Dotted revno "algebra"
Talden
talden at gmail.com
Tue May 4 01:42:19 BST 2010
> I for one would care *hugely*. I find there to be a great deal
> of difference in usability between revnos and revids:
> - Revnos mean something to me. Sure they're local to a
> particular branch, but within that frame of reference they
> provide a partial ordering that I find quite comprehensible,
> and very useful despite being only partial.
>
> - I can, and often do, type revnos -- even long ones like your
> example. Revids? Forget it! (I touch type, so the physical
> *and mental* context switch of taking my hands off the
> keyboard to cut'n'paste costs me more than typing a dozen
> characters. Of course, waiting for revno generation might
> cost still more in elapsed time, but even if it does, it
> *feels* to me like less of a distraction than the context
> switch does.)
These are both important for me too.
The ordinal nature of the dotted revisions makes them a small enough
chunk of mental material to do a scroll and type without resorting to
copy-paste (I don't like to leave the keyboard unnecessarily either).

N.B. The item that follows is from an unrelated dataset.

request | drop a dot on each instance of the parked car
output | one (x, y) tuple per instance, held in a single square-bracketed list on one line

Other numeric solutions would likely fit for this purpose too - not
rev-ids though.
The 'comprehensible' aspect for me is the commit number along that
branch (the X in A.B.X) - large numbers at the merge point for
long-lived (usually more complex) work and small numbers for
short-lived branches. Branch point it useful too, but getting that if
I want to look further is fast enough not to matter as much to me.
If either of these had to go away then I think a replacement would be
less useful to me and I'd be leaning towards tossing them away
entirely and just show some hash (or a shortest unique prefix of one).